As we’re moving into a more millennial-dominated workspace, we are coming to see dramatic changes in the way we approach corporate functioning and hierarchy, especially with respect to the assignment of corporate titles. For the simplicity of definition, corporate titles can be understood as signifiers of difference in seniority, and domain of work responsibilities and specialization in a corporate space; for example: when one hears the term Chief Executive Officer, they can interpret the said individual’s role and position in the firm.
These corporate titles have been in use in the corporate space for decades now for the simple reason that they are known to establish different levels of the organizational structure, while communicating the work flow clearly. However, it is being increasingly brought to surface that the use of these titles represents a lack of empathy. These titles are reflective of rigidity of structure, which tends to reduce individuals to their titles and bind them in a hierarchical order. Corporate titles also tend to belittle the collective efforts of the team, whereas the credit and benefit is limited to those in the titled positions, thus draining employees of their motivation to contribute and do better in the corporate structure.
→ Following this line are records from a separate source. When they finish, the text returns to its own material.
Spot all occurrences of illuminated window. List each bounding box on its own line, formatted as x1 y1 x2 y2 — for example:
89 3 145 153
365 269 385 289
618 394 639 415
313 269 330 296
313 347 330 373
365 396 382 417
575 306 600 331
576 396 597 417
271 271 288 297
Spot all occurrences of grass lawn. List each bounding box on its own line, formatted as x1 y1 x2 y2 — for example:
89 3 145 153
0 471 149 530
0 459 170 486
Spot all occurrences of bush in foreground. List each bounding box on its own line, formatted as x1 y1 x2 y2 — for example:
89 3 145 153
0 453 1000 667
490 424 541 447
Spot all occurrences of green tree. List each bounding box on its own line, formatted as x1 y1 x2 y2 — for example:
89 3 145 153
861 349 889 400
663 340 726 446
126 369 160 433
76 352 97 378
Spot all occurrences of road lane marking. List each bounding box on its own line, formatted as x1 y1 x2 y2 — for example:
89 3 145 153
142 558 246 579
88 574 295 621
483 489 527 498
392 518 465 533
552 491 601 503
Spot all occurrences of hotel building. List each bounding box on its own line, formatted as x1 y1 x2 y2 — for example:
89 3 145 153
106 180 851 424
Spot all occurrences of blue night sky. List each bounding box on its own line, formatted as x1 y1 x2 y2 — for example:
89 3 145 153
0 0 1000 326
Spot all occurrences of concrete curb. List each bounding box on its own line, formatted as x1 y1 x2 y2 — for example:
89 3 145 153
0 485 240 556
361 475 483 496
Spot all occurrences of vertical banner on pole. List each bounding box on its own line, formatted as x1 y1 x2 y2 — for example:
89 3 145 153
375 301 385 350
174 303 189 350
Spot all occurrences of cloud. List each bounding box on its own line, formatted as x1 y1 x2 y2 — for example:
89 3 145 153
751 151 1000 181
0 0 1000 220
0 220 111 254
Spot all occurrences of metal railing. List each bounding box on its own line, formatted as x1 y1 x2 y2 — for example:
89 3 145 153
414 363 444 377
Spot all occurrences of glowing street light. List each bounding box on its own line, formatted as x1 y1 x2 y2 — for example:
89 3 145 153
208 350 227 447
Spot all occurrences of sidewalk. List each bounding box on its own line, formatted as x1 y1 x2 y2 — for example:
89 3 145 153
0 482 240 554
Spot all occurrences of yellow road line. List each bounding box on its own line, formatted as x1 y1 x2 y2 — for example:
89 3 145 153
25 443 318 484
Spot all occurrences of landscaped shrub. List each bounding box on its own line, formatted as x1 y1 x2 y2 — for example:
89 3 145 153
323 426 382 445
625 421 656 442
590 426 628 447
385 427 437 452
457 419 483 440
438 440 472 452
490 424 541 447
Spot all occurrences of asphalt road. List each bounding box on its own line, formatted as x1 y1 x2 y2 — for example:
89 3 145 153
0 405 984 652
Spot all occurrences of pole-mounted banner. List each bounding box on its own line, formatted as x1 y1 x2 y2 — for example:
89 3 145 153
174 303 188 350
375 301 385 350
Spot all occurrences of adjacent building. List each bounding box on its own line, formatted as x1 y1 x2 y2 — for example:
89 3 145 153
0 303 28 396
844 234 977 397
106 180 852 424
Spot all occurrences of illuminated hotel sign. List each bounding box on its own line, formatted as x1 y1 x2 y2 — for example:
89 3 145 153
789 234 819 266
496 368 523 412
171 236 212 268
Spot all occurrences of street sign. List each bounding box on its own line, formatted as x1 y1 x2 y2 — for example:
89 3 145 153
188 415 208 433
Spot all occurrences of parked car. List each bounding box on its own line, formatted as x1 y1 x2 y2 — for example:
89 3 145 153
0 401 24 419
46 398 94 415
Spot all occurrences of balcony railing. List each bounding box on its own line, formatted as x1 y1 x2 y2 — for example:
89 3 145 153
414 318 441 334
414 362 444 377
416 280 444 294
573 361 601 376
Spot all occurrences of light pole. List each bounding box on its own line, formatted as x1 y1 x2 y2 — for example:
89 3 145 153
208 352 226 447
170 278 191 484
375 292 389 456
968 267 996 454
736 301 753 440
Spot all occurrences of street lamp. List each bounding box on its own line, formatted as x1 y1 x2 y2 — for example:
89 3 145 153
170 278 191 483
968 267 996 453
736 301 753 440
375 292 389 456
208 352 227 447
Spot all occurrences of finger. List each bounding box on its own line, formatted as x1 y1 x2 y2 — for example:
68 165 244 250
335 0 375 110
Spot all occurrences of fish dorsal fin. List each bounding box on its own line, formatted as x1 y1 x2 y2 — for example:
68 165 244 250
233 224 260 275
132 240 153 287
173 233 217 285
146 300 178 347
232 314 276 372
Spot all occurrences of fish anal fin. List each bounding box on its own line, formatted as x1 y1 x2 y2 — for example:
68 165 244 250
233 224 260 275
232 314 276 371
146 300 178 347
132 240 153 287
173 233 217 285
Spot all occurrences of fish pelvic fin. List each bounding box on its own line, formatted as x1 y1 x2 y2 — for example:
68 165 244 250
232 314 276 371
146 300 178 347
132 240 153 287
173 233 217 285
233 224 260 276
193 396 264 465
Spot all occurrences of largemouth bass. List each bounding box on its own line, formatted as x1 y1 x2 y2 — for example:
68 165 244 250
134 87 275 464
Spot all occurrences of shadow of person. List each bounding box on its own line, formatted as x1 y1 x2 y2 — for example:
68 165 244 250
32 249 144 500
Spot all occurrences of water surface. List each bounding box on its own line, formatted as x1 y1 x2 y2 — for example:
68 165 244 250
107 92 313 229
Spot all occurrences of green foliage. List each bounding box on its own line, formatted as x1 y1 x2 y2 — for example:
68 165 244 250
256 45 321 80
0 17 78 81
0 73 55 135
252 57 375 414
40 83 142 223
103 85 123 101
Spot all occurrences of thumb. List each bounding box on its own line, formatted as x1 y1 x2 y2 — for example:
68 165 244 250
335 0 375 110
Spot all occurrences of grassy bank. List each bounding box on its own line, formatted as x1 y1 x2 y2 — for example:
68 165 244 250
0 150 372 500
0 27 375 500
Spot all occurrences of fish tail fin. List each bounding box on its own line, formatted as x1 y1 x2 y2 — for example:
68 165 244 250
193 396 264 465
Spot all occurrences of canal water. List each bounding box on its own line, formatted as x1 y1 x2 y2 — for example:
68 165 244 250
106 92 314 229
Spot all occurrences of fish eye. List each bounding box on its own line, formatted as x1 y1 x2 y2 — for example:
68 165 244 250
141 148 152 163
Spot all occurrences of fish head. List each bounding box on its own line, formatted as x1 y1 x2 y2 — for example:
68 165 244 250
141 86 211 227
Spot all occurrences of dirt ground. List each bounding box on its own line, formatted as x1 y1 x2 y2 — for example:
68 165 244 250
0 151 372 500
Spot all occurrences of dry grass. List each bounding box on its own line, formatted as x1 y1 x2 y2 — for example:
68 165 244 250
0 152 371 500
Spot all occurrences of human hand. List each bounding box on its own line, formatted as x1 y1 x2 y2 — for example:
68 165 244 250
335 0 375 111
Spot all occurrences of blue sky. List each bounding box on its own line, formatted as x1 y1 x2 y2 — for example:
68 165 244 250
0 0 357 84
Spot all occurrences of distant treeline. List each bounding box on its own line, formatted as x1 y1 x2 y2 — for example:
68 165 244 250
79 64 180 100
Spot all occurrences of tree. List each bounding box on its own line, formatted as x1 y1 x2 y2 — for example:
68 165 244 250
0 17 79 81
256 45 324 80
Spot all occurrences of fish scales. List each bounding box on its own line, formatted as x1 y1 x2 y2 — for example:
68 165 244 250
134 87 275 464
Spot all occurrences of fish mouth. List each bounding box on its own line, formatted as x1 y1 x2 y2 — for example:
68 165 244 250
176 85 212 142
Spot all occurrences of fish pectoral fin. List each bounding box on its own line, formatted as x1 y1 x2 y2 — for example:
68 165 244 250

Let’s take the example of one of the most influential companies of all time, Amazon, which is known by its CEO, who also happens to be one of the richest people in the world. Imagine how it would be like being an employee working under him, seeing him grow and achieve great heights and tremendous wealth, while your contributions stay limited to work experience on platforms such as LinkedIn. Depending on your sense of security about your worth and your need for validation, such an organizational structure holds the potential to affect you in various ways.
With a larger percentage of millennials and Gen-Z individuals joining the workforce, the predominance of corporate titles has become a cause for change. There is a need for more transparency, better communication and provision of deserving employees with appropriate acknowledgement and appreciation for their contributions. This change should also look to incorporate a critical introspection of the architecture of their titles and if it lays down the groundwork for the employees in a way which is beneficial to the company, as well as rewarding for the employee themselves.
A suitable and healthy alternative to the assignment of corporate titles could be assigning titles not to individuals, but to teams. That way, there wouldn’t be a Chief Executive Officer, but a Chief Executive Team, so to say, which would be composed of the most hardworking employees, selected over a rigorous procedure for relatively temporary tenure, to ensure equal opportunities to every employee. This would not only enhance the level of empathy towards the position but also motivate employees to strive towards growth and improvement.
Several up and coming firms have been going around this traditional ‘big- firm’ practice for transforming the way they handle the nomenclature of the human capital in their system hierarchy and to overcome the underlying issues of less transparency, insufficient or improper acknowledgement of contributions as well as, inefficient interactions within the organization.
What is your opinion about corporate titles? Are they a well-preserved trend or simply a passé?
We are indeed seeing a lot of changes in the way we think about corporate titles. In general, the use of titles is an important way for companies to communicate their hierarchy and structure. But it’s also been criticized for being too rigid and alienating.
I read a while ago that some companies try to find new ways to communicate their hierarchy without using titles at all. For example, one company used colour-coded shirts instead of names on employee badges so that people could tell who was higher up in the organization just by looking at them!